When I started college, I thought it was supposed to be one of the most fun points in my life. To that end, I have made numerous new friends and had countless memories that I wouldn’t trade for the world. As I’m moving on up through my years at UAH, though, I feel older and older compared to the newest class of freshmen that are swelling our ranks. It’s not even really an age thing anymore, either. The activities, the energy, the disregard for personal health in the form of substance use, etc. all show me I’ve ‘aged’. Does this mean I’m old at the ripe age of twenty-fun?

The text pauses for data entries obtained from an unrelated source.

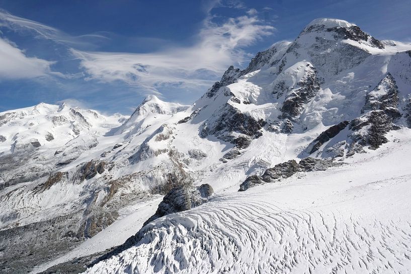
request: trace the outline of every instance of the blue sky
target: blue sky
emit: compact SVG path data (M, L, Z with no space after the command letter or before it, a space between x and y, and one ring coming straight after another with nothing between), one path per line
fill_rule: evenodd
M411 0L0 0L0 112L63 101L129 114L190 104L317 18L411 42Z

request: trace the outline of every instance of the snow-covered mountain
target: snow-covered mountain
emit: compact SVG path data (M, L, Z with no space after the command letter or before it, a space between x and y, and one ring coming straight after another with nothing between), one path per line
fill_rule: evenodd
M2 271L407 272L410 127L411 45L330 19L192 106L2 113Z

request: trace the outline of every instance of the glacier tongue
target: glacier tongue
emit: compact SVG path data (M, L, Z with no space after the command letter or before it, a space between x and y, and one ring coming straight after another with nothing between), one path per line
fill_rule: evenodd
M88 272L406 272L410 50L319 19L191 106L150 96L129 117L0 113L6 272L78 272L130 237ZM255 187L237 193L246 179ZM163 203L142 228L163 195L206 184L207 199L178 196L207 203L166 216Z
M406 272L411 174L401 159L411 139L403 140L395 152L391 145L157 219L85 273Z

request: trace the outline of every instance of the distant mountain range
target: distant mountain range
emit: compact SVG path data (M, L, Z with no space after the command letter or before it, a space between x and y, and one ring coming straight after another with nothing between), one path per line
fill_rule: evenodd
M410 128L411 44L332 19L191 106L1 113L1 272L407 272Z

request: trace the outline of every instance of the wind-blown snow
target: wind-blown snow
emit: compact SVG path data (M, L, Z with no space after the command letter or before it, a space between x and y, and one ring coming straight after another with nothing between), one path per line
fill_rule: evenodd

On the contrary (and this is something it took me a little bit to grasp), I’m not an old fart trapped in a young body. I’ve just moved past, or am still in the process of moving past, the behaviors that make me ‘young’ in the eyes of all my peers. It’s not a growing up thing as much as it is a growing wiser thing. Hell, sometimes it’s not even a wisdom thing. It’s a common sense thing (which means it should be common thought, and common sense isn’t all that common anymore, but I digress). Not following? Let me break it down for you.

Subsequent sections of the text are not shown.